Having a will is beneficial for everyone, not just the wealthy or those with complicated assets. A will allows you to clearly specify who should receive your assets and how much they should get. It also helps ensure that your assets don’t end up in the wrong hands, such as those of estranged relatives. Furthermore, you can use your will to designate who will take care of your children, as the courts will make this decision without one. By creating a will, your heirs can access your assets more quickly and with less hassle. You can also use your will to plan for tax savings on your estate and to make charitable donations or gifts.


It is important to choose a trusted individual as your executor when creating an estate plan. This person should be someone who knows you well and can carry out your wishes effectively. Some suitable choices include your spouse, an adult child, a close friend or relative, or a combination of your spouse and an attorney.

The executor’s primary responsibility is to ensure that your will is carried out as specified and to comply with the probate court’s close supervision.
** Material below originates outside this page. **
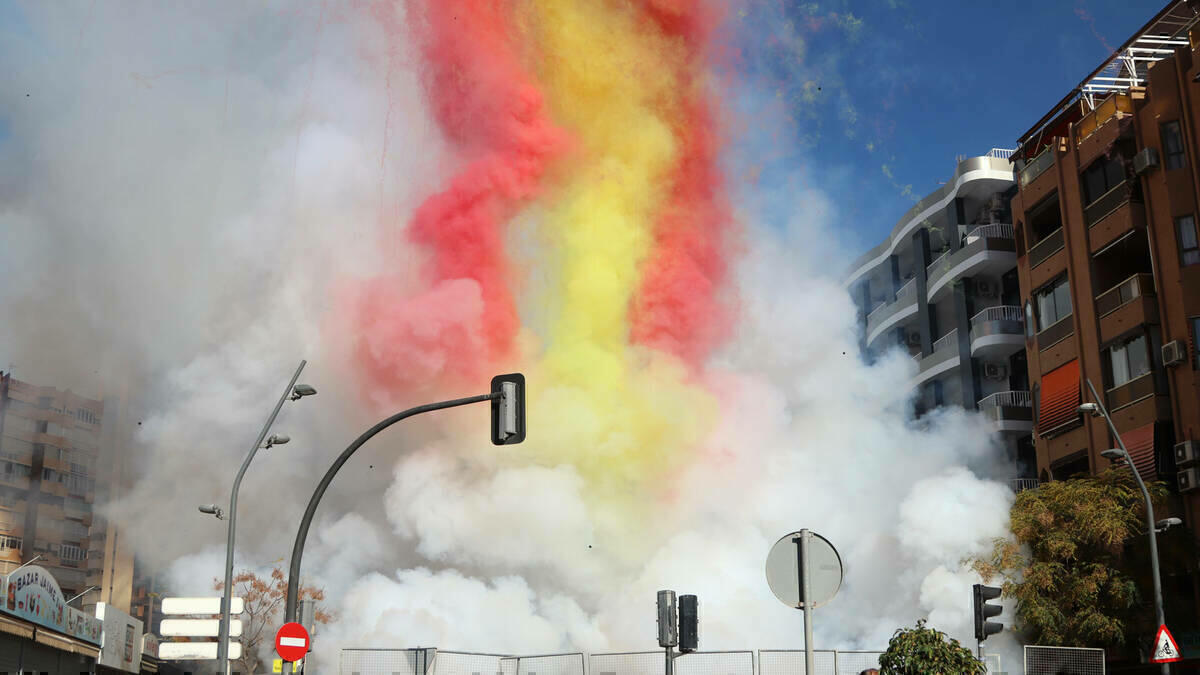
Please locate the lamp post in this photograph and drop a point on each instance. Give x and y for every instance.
(508, 428)
(88, 590)
(1097, 410)
(293, 392)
If your estate has a high net worth or complex legal issues, it’s advisable to seek guidance from an estate planning attorney who specializes in your state’s laws.

In addition to trustworthiness and competence, you must evaluate your executor’s financial status before making a final selection. An executor who has a history of bankruptcy, limited credit history, or multiple creditors or liens may not qualify for a bond, which is a type of insurance some courts require to safeguard beneficiaries from potential misuse of estate funds. If the bonding company views the executor as a high financial risk and refuses to issue a bond, the court may reject your chosen executor.


To have multiple wills created by an attorney, it’s important to inform them about any existing wills and ensure they can be harmonized. Seeking legal advice from an attorney can provide options to prevent probate and eliminate the need for multiple wills.